Others think the sound is obnoxious. In January, Chris Calvi-Freeman, a then-Wellington city councillor, suggested signs should be placed on either side of the tunnel advising motorists not to sound their horns to avoid annoying pedestrians, who have to share the passage. The councillor’s attempted honking ban (which has so far proved unsuccessful) sparked a backlash, with one Wellingtonian attempting to organise local drivers into a world record attempt for tunnel tooting (also, so far, without success).
“I hate it when I’m walking through,” said Saxon Bruce, who was skateboarding to work down the tunnel’s pedestrian path on Thursday, armed with noise-cancelling headphones. “But every time I’m driving through, I always toot because it’s so fun.”
A clip from a Wellington Paranormal episode covering the Mount Victoria tunnel. Photograph: TVNZ
The etiquette of tunnel tooting and the story behind it has spawned depictions in popular culture; August saw the publication of a historical novel about the murdered teenager, and on Thursday, motorists’ honking was the subject of Wellington Paranormal – a television mockumentary series created by Taika Waititi and Flight of the Conchords’ Jemaine Clement about police officers investigating supernatural crime.
In the latest instalment, the efforts of two hapless officers to prevent motorists tooting their horns inadvertently unleash a vengeful spirit of a constable who had died there years earlier.

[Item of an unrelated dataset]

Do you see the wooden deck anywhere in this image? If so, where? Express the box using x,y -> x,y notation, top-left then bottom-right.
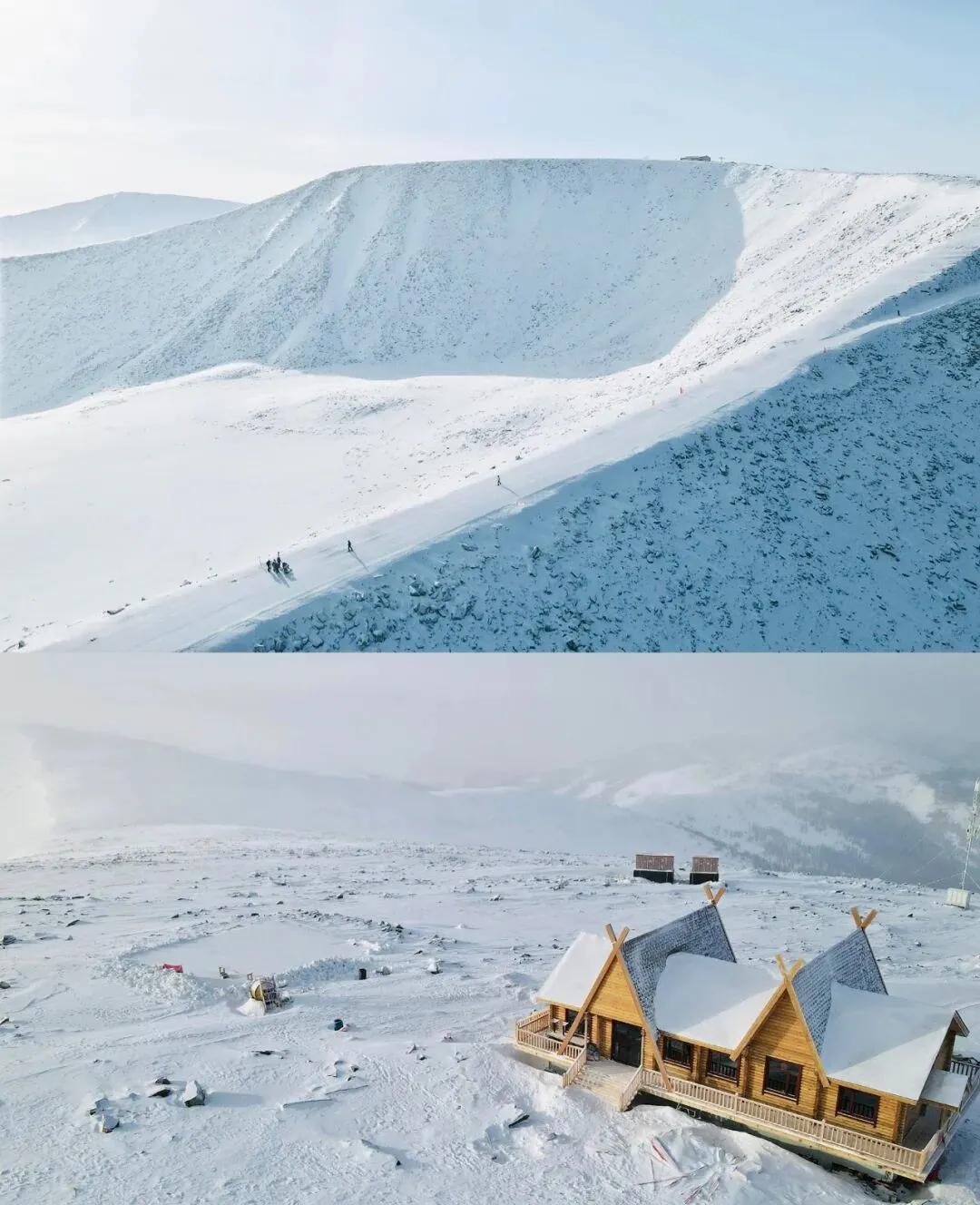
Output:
514,1009 -> 980,1183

The story is far-fetched – but based on a real-life tragedy. Phyllis Avis Symons, 17, was pregnant when she was killed and her body left in soil at the tunnel’s earthworks site in 1930. According to research by the Mount Victoria Historical Society, there was evidence Symons was buried while still alive. Her boyfriend, George Errol Coats, was later hanged for her murder.
Coats, 29, was a widower and father of six who had previously worked on the tunnel’s construction.
The memory of Symons is supposedly what inspired the tooting tradition, although Joanna Newman, the historical society’s convenor, said there was no proof of that.
James Gilberd, a Wellington man who investigates paranormal events with the New Zealand Strange Occurrences Society, said the Wellington Paranormal episode was likely to revive interest in the Symons story. He had never conducted an investigation of the Mount Victoria tunnel because the heavy traffic would make it unsafe, he said, but he doubted one would be fruitful.
“So far on when everything’s different, there’s hardly likely to be any resonance or echo or remnant of the event,” he said. “All that we know is that it was at the south end of the tunnel, and it’s kind of spooky going in that end because you’re always in the shade when you drive in.”
He doesn’t toot, he said. It irritates him.